Yes, but I'd add a caveat.

It will be very efficient when the async operations are few, and slower. It will not be very efficient when the async operations are many and fast.

That's because the await keyword itself blocks the main thread every time a function call is made. It has to because the `await` keyword is defined to return to the event loop and resume processing only during the next "tick" and after other queued ticks have run.

For a large collection the overhead on the event loop can be calculated as: COLLECTION_SIZE * FUNCTION_CALLS_PER_ELEMENT. Since function calls per element goes up as you wrap layers of helper functions, even with this library you would face a strong perverse incentive to avoid using (async) function calls or nested iterators (if at all possible) when handling large collections, especially with high desired throughput, especially in situations where you want the event loop to stay unclogged so that you can, for example, redraw the UI.

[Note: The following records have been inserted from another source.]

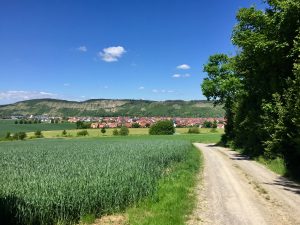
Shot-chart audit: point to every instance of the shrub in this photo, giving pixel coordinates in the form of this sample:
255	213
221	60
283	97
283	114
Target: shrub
19	136
194	130
124	131
64	133
115	132
163	127
136	125
8	135
82	133
38	134
207	124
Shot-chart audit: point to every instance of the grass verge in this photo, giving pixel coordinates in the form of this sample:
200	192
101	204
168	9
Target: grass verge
175	198
276	165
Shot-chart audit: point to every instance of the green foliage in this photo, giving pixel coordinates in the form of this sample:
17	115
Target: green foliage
82	133
166	208
260	85
64	133
207	124
9	125
163	127
38	134
47	181
103	130
19	136
194	130
8	135
136	125
115	132
124	131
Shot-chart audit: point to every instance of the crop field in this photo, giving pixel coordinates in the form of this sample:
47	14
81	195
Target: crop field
56	181
10	126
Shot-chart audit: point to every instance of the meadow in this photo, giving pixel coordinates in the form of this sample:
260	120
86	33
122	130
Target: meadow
10	126
58	181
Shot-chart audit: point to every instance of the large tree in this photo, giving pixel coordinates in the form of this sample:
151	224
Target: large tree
265	103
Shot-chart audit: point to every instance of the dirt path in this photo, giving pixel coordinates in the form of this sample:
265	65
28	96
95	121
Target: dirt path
236	190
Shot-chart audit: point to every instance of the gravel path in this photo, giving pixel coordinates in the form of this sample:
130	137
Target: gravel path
236	190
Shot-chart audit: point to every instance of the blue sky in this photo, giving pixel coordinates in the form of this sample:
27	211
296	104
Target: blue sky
77	50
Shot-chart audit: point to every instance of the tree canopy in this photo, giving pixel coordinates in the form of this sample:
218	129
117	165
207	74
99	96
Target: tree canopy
259	86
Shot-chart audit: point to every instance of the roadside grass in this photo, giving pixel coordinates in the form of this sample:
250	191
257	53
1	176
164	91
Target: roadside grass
175	198
276	165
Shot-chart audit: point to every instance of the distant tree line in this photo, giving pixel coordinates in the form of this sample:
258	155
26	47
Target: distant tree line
259	87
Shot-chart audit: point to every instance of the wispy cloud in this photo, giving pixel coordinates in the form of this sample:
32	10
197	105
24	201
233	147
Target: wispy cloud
183	67
162	91
112	54
13	96
82	48
186	75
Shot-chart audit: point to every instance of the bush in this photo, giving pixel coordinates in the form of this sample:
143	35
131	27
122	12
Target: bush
115	132
164	127
64	133
19	136
124	131
8	135
103	130
136	125
194	130
38	134
207	124
82	133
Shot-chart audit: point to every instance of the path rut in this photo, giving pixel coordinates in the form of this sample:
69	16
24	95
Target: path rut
236	190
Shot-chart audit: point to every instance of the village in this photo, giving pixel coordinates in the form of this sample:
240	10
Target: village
143	122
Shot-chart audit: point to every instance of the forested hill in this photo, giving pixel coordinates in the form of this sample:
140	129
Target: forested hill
110	107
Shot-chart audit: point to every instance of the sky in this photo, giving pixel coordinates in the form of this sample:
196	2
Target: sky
116	49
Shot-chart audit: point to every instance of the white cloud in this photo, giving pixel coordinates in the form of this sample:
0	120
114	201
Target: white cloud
112	54
82	48
162	91
13	96
176	75
183	67
186	75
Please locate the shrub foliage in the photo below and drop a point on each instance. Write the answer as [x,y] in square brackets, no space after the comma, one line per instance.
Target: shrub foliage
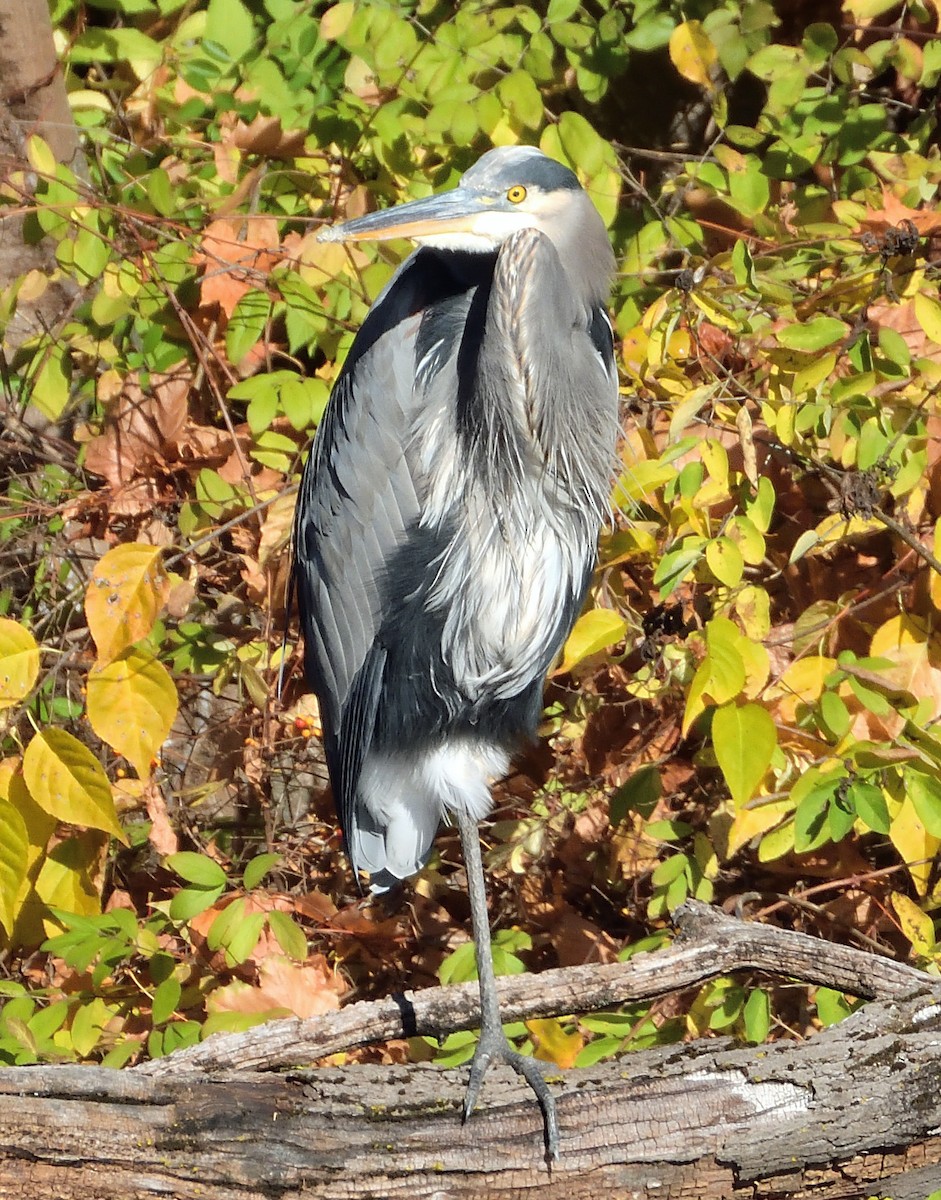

There's a rather famous blog post that cuts to the heart of all this: https://blog.izs.me/2013/08/designing-apis-for-asynchrony/
In the most ridiculous scenario you try to process two high-throughput async data streams concurrently and you end up with this nightmarish "bouncing" where each "thread" of processing can only process until it sees an await keyword before being forced to cede control back the other thread. At this point it would be reasonable to expect that the amount of overhead would exceed the amount of real work being done, and in such a way that the text of the EcmaScript spec makes impossible to optimize or fix.
Thank you for taking the time to explain! While the details seem to be well over my head, I think I‘ll stick to a worker then, as the specific thing I was talking about was taxonomy faceting of a pretty large dataset. Thank you again!
Having had a quick read of the concept, I believe it's concurrent in the sense that Promise.all() is compared to awaiting in a for loop?

In other words, put on the stack at the same time but not a different thread.

Do correct me if I misunderstood though.